Set minicom to whatever you define on the headless box.

9600,n,1 was a popular serial terminal defualt.

----------

## jeanluca

I cannot find the option to turn on Serial support ? Any suggestions where that is ?

Thnx

Luca

----------

## luispa

 *luca wrote:*   

> 
> 
> I have a GenToo PC without a monitor, once in a while it stops somewhere in its boot process. Now I would like to make access via minicom (serial), to see what is happening.
> 
> But minicom requires some options, like 'Bps/Par/Bits (bit rate)..... Any suggestions what this one should be

 

What do you want:

- Access from this "Gentoo PC" to other equipment using its serial port (i.e. COMx) using minicom

or

- Enable the serial port of this "Gentoo PC" as the output device for the console messages, because you don't have a Monitor, so other equipment can connect to it.

luis

----------

## karl_rister

The kernel options that you are looking for are located down this path:

Device Drivers->Character Devices->Serial Drivers

The options that you want to enable are these:

8250/16550 and compatible serial support

Console on 8250/16550 and compatible serial port

Once you have the kernel built with those options and it is installed and booting you have a few more things to do.  Assuming that you have Grub, the following will allow you to control it from the serial port and then see kernel output as the system boot.

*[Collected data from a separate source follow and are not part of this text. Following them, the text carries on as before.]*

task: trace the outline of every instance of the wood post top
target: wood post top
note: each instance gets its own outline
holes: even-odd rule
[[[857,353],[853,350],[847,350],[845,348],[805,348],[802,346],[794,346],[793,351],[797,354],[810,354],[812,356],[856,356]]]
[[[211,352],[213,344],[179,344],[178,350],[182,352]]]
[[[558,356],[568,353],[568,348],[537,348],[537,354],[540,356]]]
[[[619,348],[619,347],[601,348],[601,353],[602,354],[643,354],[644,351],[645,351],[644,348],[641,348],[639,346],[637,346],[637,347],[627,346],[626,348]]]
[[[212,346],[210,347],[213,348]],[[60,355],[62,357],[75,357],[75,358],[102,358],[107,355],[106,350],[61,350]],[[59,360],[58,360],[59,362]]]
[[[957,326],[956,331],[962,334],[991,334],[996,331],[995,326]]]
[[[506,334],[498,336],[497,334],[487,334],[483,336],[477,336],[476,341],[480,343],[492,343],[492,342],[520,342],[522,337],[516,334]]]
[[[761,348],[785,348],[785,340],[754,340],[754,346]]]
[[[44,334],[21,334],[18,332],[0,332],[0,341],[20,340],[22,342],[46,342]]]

Add these lines to your grub.conf file:

serial --unit=0 --speed=115200

terminal --timeout=10 serial console

This tells grub to work on the serial port at a 115200 baud (as suggested earlier 9600 is a common one but that is very slow, 115200 is much more bearable).  It also tells grub to print a message for 10 seconds before actually hitting the menu, this gives you the chance to override the serial setting and use grub from the normal console as it cannot work on both at the same time.

You then need to add the following to each kernel line that you want to be able to use in order to see kernel boot output:

console=tty0 console=ttyS0,115200

So a line would look something like:

kernel /vmlinuz root=/dev/something console=tty0 console=ttyS0,115200

The last thing that you may want to enable is login on the serial port.  This requires a getty running on the serial port which is setup in /etc/inittab.  On my Gentoo system I see the following in that file:

# SERIAL CONSOLES

#s0:12345:respawn:/sbin/agetty 9600 ttyS0 vt100

#s1:12345:respawn:/sbin/agetty 9600 ttyS1 vt100

You should uncomment the line starting with s0 and change the 9600 to 115200.  If you want to be able to login in as root on the serial console make sure that ttyS0 is in /etc/securetty.

If you have need to use a different serial port (this all assumes com0) then use ttyS* where * is the com number.

----------

## jeanluca

Sorry for my very late reply, too bussy with other stuff....

But now I've applied your suggestions, and it works, very nice!!

But there are actually 2 questions left. 

When I boot, it waits for me to hit a key:

    Press any key to continue

    Press any key to continue

...........

(10 times, than it continuous booting) its not a big problem, but why does it do that ?

And second, I don't see the boot messages, is there any change I can get those too ? so when there are problems during boot it would be nice to see those, right ?!

Thanks a lot

Luca

----------